Quante sono le case famiglia in Italia? Chi controlla il loro operato, anche amministrativo? Le stime più recenti parlano di oltre 1800 strutture distribuite da Nord a Sud. Con alcune regioni - Emilia Romagna, Lazio, Lombardia, Sicilia - che raggiungono numeri più consistenti (tra le 250 e le 300). Nonostante le casse (e i relativi finanziamenti) di molti Comuni siano al verde, le case-famiglia sono in continuo aumento. Il problema è che non esiste un monitoraggio. Si conosce pochissimo di questi posti e di quello che accade all'interno. Numeri, casi, situazioni, problemi, nella maggior parte dei casi vengono portati all'esterno solo grazie alla sensibilità di qualche operatore e/o assistente sociale. Perché una banca dati c'è ma è insufficiente e non esiste un vero censimento.

Buio pesto anche sul fronte delle verifiche. "Lo Stato paga le comunità ma nessuno chiede alla comunità una giustifica delle spese - aggiunge Lino D'Andrea - . Sarebbe utile che ogni casa-famiglia rendesse pubblica le modalità con cui vengono utilizzati i fondi: quanto per il cibo, quanto per il vestiario, quanto per gli psicologi o le varie attività. Il punto è che, in assenza di informazioni, i bambini stanno in questi posti e nessuno gli fa fare niente. Non crescono, non vivono la vita, non incontrano amici, non fanno sport né gite".

Gli orfanotrofi non sono ancora scomparsi del tutto. Alcuni sono stati convertiti in case-famiglia: anche due o tre comunità nello stesso edificio. Una per piano. Poi le altre storture. Nel libero mercato delle comunità per minori abbandonati, c'è chi, per essere competitivo, abbatte la diaria giornaliera fino a ridurla a 30-40 euro. Teoricamente più la abbassi e più bambini riesci a far confluire nella tua struttura attraverso l'input dei servizi sociali che, a cascata, agiscono su indicazione del tribunale.

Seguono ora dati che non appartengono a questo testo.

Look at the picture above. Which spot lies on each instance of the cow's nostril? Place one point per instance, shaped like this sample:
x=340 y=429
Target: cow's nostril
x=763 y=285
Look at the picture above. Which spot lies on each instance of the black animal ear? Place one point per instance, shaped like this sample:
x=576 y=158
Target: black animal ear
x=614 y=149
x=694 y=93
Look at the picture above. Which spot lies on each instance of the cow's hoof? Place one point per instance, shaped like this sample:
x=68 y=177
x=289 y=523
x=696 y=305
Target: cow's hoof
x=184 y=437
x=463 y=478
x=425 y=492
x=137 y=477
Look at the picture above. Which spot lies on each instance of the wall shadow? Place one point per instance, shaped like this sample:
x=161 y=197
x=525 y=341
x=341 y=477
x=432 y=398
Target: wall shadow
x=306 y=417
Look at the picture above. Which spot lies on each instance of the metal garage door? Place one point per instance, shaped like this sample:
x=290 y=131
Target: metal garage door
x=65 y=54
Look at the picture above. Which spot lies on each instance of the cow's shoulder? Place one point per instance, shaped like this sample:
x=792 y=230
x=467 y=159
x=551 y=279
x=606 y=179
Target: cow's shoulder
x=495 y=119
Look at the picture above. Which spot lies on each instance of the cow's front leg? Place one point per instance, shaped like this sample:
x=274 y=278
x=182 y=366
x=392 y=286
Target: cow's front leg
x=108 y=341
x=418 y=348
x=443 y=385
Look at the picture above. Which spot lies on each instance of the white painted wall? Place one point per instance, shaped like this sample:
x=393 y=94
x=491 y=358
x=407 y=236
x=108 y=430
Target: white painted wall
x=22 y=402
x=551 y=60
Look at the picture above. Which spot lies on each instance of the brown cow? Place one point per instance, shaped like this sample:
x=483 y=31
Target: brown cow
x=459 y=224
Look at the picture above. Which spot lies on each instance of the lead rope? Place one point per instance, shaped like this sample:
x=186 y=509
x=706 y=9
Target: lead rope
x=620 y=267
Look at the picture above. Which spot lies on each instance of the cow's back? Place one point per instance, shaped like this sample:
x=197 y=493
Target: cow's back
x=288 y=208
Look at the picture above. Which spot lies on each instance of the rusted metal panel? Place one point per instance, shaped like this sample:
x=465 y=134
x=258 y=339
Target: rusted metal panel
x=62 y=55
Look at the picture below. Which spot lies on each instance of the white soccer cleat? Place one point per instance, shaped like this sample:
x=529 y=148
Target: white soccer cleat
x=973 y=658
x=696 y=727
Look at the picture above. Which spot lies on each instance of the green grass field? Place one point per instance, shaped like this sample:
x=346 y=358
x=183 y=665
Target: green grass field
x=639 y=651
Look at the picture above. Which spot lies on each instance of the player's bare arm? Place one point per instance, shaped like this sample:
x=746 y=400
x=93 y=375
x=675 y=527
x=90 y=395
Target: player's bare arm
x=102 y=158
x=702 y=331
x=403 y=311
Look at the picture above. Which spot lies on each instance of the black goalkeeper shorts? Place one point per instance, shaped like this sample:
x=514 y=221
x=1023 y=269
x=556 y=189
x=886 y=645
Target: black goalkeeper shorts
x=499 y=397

Altra nota dolente, i tribunali. Solo nel tribunale di Milano, ogni anno si accumulano 5 mila fascicoli relativi a famiglie disagiate con a carico almeno un minore. "I magistrati non riescono a seguire la pratiche perché i ragazzi raramente sono seguiti dal territorio di competenza - ragiona un operatore dell'infanzia - . La maggior parte sono parcheggiati in un posto senza che nessuno lo segua davvero".

Le storie che vengono a galla compongono un campionario da fare accapponare la pelle. Ma se si prova a restare lucidi, si capisce come ogni vita congelata o sfilacciata, ogni odissea che abbia per protagonista un bambino "di nessuno" si deposita sullo stesso fondo di mala amministrazione. "Le case-famiglia sono una risorsa importante per il reinserimento del minore - spiega l'avvocato Andrea Falcetta, di Roma - ma la permanenza di un bambino va gestita con cura e deve rispondere a un unico criterio: trovargli il prima possibile una collocazione familiare".